Brown-headed Honeyeaters bathing in rain droplets

Subject: Brown-headed Honeyeaters bathing in rain droplets
From: Penny Brockman <>
Date: Tue, 16 May 2006 10:19:28 +1000
Michael Todd wrote:

Hi all,

On Sunday morning I spent a few hours wandering around a part of the
Awaba Forest (central coast NSW, west of Lake Macquarie) that I
haven’t spent much time in before. Didn’t see many species although a
small party of Southern Emuwrens was nice- I hadn’t seen SEW around
Awaba so far this year. Also a new wrecked car (a regular event
unfortunately). Mind you, wrecked cars (set alight), are the most
common cause of “patchy burning” at Awaba which brings about a variety
of understorey densities.

Of interest was a group of Brown-headed Honeyeaters that was kicking
up quite a fuss in the canopy of eucalypts.
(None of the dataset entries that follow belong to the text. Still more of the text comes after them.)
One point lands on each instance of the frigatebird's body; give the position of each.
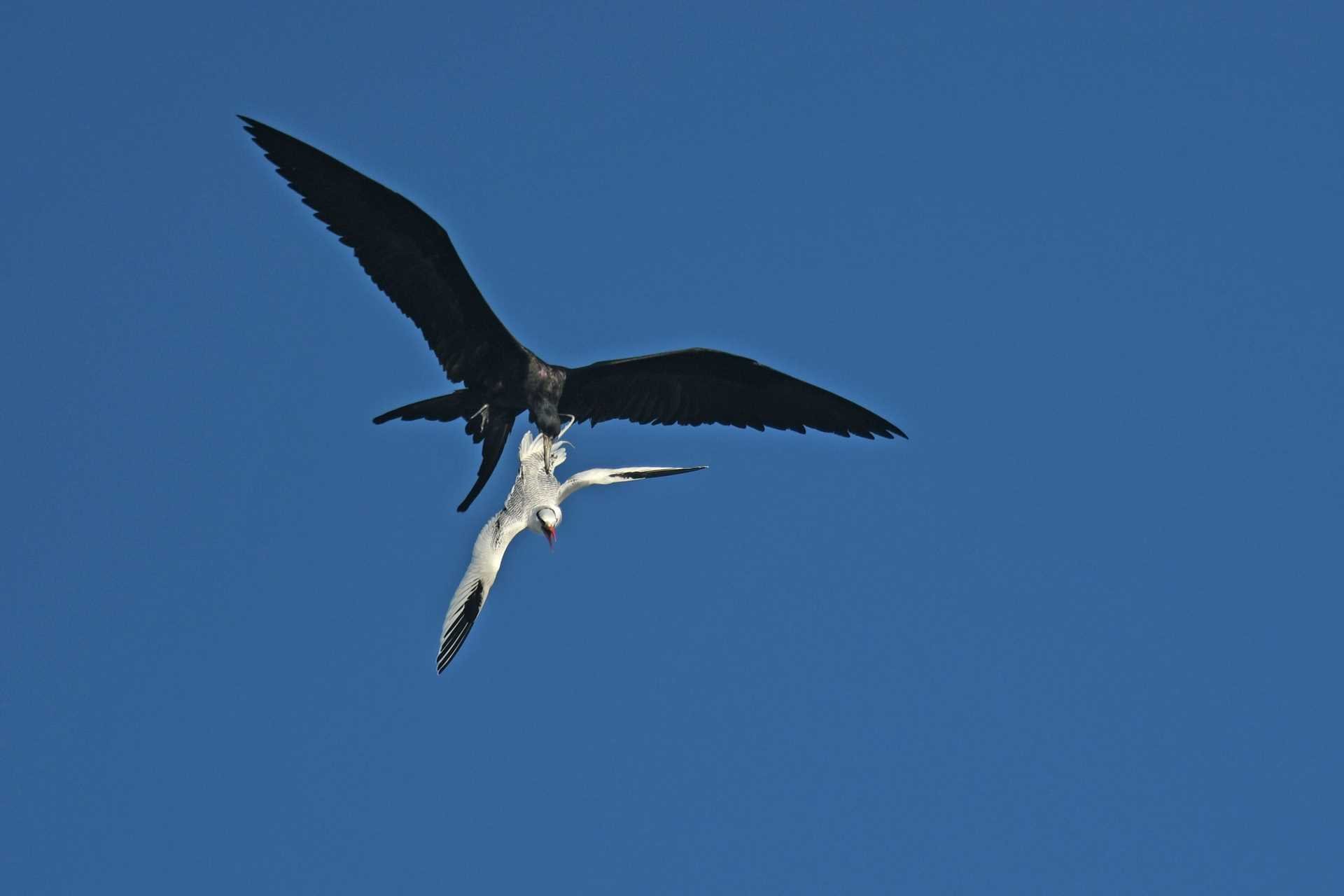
(413, 261)
(534, 503)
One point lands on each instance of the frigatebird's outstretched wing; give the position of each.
(702, 386)
(406, 254)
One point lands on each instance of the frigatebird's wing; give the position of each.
(475, 586)
(406, 254)
(600, 476)
(702, 386)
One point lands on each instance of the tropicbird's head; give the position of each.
(546, 520)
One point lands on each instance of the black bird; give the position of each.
(413, 261)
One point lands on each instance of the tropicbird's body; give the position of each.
(534, 503)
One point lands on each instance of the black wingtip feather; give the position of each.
(454, 637)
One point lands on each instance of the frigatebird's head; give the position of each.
(546, 520)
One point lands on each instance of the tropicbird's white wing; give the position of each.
(475, 586)
(600, 476)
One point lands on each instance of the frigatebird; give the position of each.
(410, 258)
(534, 503)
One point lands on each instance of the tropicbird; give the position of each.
(534, 503)
(410, 258)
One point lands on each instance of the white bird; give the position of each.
(534, 503)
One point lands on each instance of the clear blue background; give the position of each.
(1079, 634)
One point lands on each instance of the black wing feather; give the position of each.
(457, 633)
(406, 254)
(702, 386)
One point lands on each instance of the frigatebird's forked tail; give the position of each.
(483, 424)
(412, 260)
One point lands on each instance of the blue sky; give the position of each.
(1078, 634)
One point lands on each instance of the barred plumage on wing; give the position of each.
(534, 503)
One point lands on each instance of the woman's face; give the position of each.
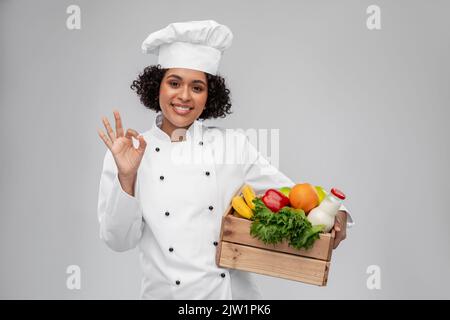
(182, 96)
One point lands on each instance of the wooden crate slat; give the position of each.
(237, 230)
(272, 263)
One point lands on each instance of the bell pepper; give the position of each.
(275, 200)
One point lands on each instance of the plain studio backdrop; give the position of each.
(363, 110)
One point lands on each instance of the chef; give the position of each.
(165, 190)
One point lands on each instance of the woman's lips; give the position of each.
(181, 110)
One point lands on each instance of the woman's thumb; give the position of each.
(142, 143)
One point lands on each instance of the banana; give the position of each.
(241, 207)
(249, 195)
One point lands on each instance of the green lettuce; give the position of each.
(288, 224)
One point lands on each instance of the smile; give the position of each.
(181, 109)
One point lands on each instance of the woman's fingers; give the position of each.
(133, 133)
(142, 144)
(104, 138)
(119, 128)
(109, 130)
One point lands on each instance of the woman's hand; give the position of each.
(340, 227)
(127, 157)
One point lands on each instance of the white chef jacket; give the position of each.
(181, 192)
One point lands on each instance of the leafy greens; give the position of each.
(288, 224)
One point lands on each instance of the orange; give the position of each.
(304, 196)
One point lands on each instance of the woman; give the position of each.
(172, 209)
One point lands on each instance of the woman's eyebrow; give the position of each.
(180, 78)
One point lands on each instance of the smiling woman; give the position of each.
(173, 209)
(151, 82)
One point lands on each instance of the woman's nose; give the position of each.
(185, 94)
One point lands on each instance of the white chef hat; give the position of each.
(196, 45)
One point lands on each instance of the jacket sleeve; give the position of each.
(262, 175)
(119, 214)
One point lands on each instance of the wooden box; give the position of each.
(237, 249)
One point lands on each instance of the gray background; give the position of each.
(366, 111)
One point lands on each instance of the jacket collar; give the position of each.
(193, 133)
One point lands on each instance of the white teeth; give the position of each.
(182, 108)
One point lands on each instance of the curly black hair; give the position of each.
(147, 85)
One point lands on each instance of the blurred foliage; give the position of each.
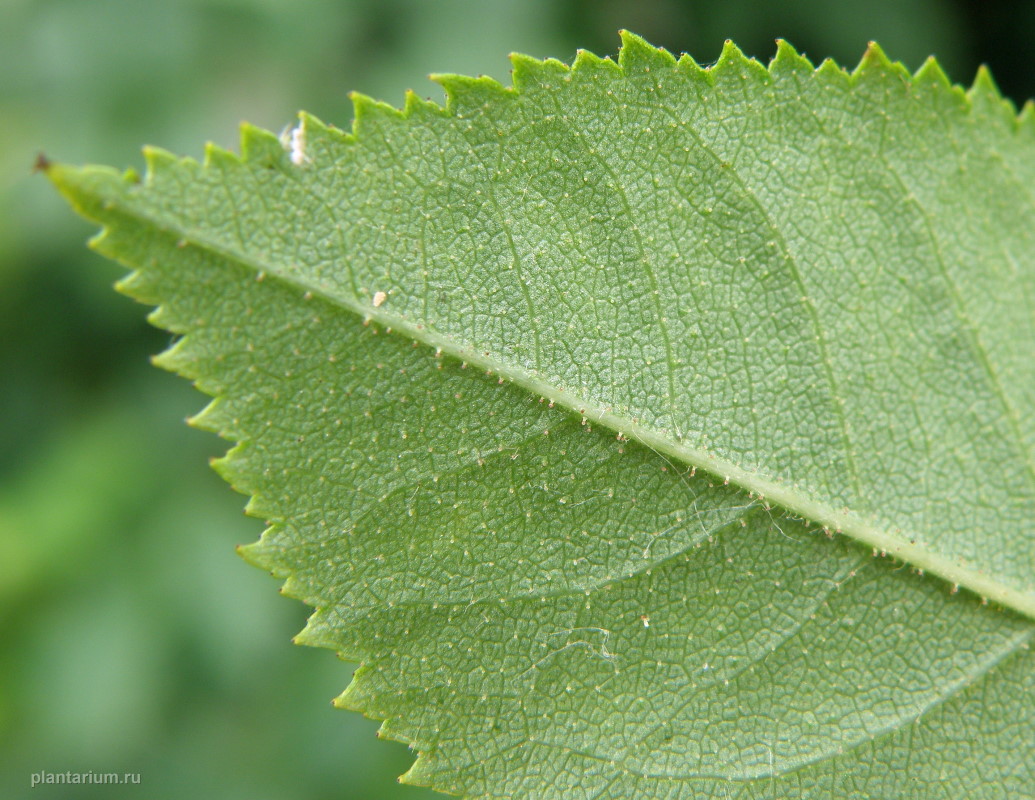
(135, 640)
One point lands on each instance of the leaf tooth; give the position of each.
(985, 98)
(370, 113)
(530, 73)
(930, 72)
(592, 63)
(219, 156)
(415, 107)
(876, 63)
(689, 67)
(640, 56)
(789, 60)
(466, 95)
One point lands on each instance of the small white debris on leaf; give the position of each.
(295, 143)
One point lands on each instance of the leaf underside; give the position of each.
(802, 299)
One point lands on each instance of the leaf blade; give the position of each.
(436, 706)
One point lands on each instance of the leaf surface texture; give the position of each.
(634, 334)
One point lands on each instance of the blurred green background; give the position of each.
(134, 638)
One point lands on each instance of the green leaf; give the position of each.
(633, 333)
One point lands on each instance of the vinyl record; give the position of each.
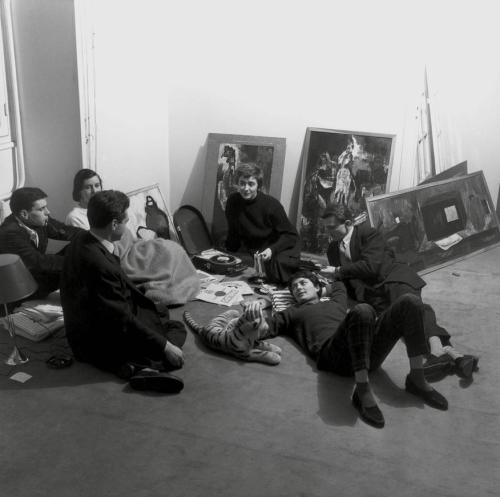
(223, 259)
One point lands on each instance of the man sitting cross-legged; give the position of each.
(109, 322)
(26, 233)
(355, 342)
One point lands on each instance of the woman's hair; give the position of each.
(80, 177)
(248, 170)
(105, 206)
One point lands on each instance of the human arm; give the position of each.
(78, 218)
(60, 231)
(285, 234)
(113, 304)
(16, 240)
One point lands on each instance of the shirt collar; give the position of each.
(31, 232)
(107, 244)
(347, 238)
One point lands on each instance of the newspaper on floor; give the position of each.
(216, 293)
(449, 241)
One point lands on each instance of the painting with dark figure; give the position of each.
(224, 154)
(342, 166)
(434, 224)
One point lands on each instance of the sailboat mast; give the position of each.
(429, 125)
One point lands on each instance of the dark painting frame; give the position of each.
(433, 225)
(365, 158)
(224, 153)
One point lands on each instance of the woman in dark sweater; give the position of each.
(258, 224)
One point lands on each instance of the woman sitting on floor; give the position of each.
(258, 224)
(161, 268)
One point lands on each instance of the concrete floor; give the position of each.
(242, 429)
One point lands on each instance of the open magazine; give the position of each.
(35, 319)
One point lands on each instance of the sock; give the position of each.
(418, 379)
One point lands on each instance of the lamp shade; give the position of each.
(16, 282)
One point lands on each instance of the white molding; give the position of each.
(86, 81)
(13, 94)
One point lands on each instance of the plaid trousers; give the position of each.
(363, 342)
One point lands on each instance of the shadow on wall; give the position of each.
(193, 194)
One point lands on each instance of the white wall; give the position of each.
(44, 39)
(262, 68)
(130, 75)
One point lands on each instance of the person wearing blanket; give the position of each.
(160, 268)
(109, 322)
(353, 343)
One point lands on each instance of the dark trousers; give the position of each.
(363, 341)
(431, 328)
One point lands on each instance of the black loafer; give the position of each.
(371, 415)
(156, 381)
(464, 366)
(437, 367)
(430, 397)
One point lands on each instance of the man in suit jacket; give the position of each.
(360, 258)
(109, 322)
(26, 232)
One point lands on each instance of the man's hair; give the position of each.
(247, 170)
(78, 180)
(105, 206)
(24, 198)
(309, 275)
(340, 211)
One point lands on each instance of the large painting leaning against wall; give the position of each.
(345, 166)
(432, 225)
(224, 154)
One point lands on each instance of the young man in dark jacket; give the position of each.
(361, 259)
(353, 343)
(109, 322)
(26, 232)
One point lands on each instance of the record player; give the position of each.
(195, 237)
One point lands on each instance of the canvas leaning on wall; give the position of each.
(224, 154)
(435, 224)
(342, 166)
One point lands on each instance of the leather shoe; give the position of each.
(371, 415)
(430, 397)
(437, 367)
(464, 366)
(156, 381)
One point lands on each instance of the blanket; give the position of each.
(160, 268)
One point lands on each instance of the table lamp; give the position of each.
(16, 283)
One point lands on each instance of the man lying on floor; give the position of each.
(109, 322)
(353, 343)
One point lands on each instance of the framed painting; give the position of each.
(343, 166)
(432, 225)
(224, 154)
(149, 210)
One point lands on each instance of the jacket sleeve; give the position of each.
(18, 242)
(371, 256)
(60, 231)
(114, 310)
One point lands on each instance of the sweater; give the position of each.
(258, 224)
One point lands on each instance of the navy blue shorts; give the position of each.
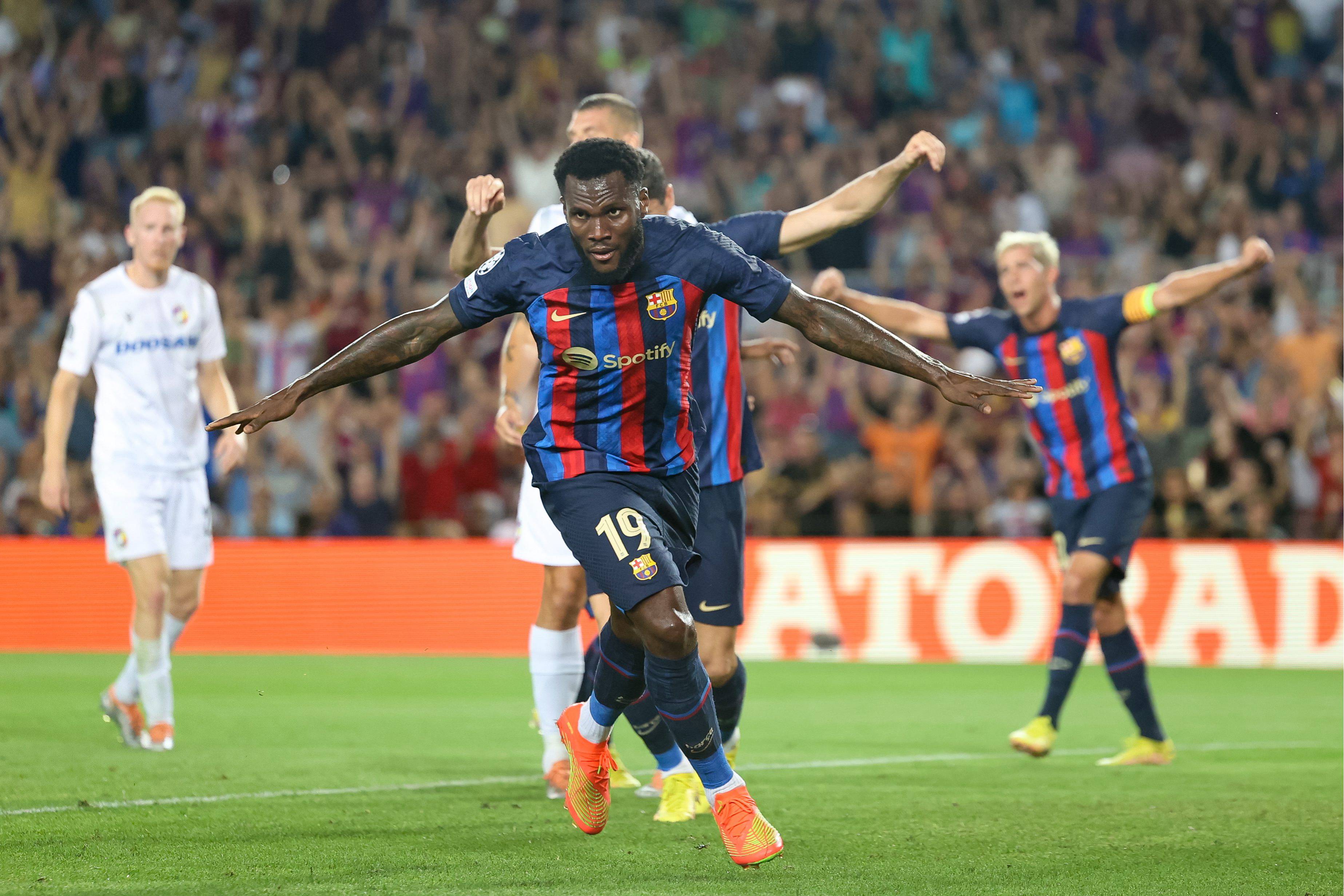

There had been short
shower earlier in the morning and there was a light layer of water
still on the leaves. At first I thought they were gleaning lerp or
insects off the leaves and were doing it in an overly vigorous
fashion. After watching them for a while I came to the conclusion that
they were vigorously shaking and flapping their wings in amongst the
leaves having a kind of bath. There must have been about 30 birds.

Dear Mike and all
I regularly see birds taking baths in the tops of the eucalypts at the
back of my garden mornings after heavy dew or light rain. Most commonly
these are Red Wattlebirds, OB Figbirds, Yellow-faced Honeyeaters and
Galahs. The Figbirds after a long dry period, get extremely enthusiastic
and completely soak themselves, and both they and RWBs throw themselves
into the topmost canopy flapping around like kids enjoying the surf at
the beach.

I also remember early morning watching Brown and Striated Thornbills
doing this after heavy dew in the Capertee Valley.